UCL Logo

Modeling Auditory Scene Analysis by multidimensional statistical filtering: Azimuthal localization of concurrent speakers using a binaural auditory model


Volker Hohmann

Medical Physics, University of Oldenburg, Germany


'Auditory Scene Analysis' (ASA) denotes the ability of the human auditory system to decode information on sound sources from a superposition of sounds in an extremely robust way. ASA is closely related to the 'Cocktail-Party-Effect' (CPE), i.e., the ability of a listener to perceive speech in adverse conditions at low signal-to-noise ratios. This contribution discusses theoretical and empirical evidence suggesting that robustness of sound source decoding is partly achieved by exploiting redundancies that are present in the source signals.

Redundancies reflect the restricted spectro-temporal and spatial dynamics of real source signals, e.g., of a speech signal produced by a human moving in a room, and limit the number of possible states and state transitions of the sound source. In order to exploit them, prior knowledge on the characteristics of a sound source needs to be represented in the decoder/classifier (‘expectation-driven processing’).

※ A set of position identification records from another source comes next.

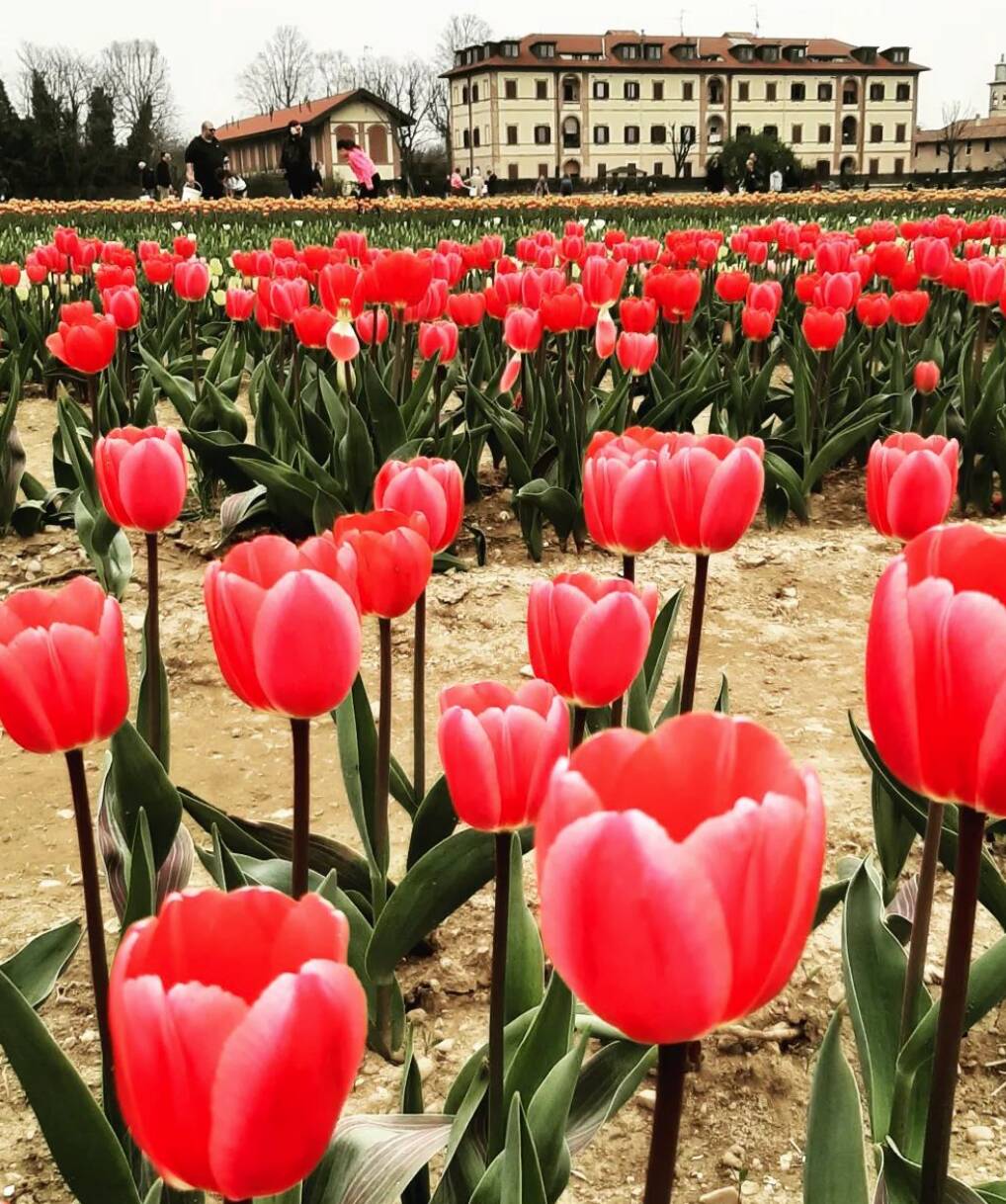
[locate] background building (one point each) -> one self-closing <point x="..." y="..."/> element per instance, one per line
<point x="590" y="105"/>
<point x="967" y="145"/>
<point x="255" y="143"/>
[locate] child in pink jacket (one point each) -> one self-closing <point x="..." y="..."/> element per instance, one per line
<point x="361" y="165"/>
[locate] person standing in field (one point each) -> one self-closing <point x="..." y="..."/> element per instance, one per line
<point x="363" y="167"/>
<point x="296" y="161"/>
<point x="204" y="161"/>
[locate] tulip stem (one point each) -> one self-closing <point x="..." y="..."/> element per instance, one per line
<point x="194" y="351"/>
<point x="419" y="700"/>
<point x="381" y="854"/>
<point x="579" y="727"/>
<point x="301" y="733"/>
<point x="497" y="1115"/>
<point x="99" y="957"/>
<point x="919" y="940"/>
<point x="695" y="634"/>
<point x="935" y="1161"/>
<point x="672" y="1068"/>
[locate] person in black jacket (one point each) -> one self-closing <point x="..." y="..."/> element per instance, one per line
<point x="296" y="161"/>
<point x="204" y="160"/>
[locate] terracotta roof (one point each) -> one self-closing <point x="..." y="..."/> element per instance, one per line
<point x="308" y="112"/>
<point x="976" y="128"/>
<point x="713" y="53"/>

In a proof-of-concept approach, novel multidimensional statistical filtering algorithms have been shown to successfully incorporate prior knowledge on the characteristics of speech and to estimate the dynamics of a speech source from a superposition of speech sounds [1]. In an extension of this approach, a computational model for the localization of concurrent speakers from a binaural signal using a binaural auditory model [2] is presented.


[1] Nix, J. and Hohmann, V. (2007) "Combined estimation of spectral envelopes and sound source direction of concurrent voices by multidimensional statistical filtering" IEEE Trans. Audio, Speech and Lang. Proc. 15(3): 995-1008.


[2] Dietz, M., Ewert, S., Hohmann, V., Kollmeier, B. (2008). "Coding of temporally fluctuating interaural timing disparities in a binaural processing model based on phase differences." Brain Research 1220: 233-244.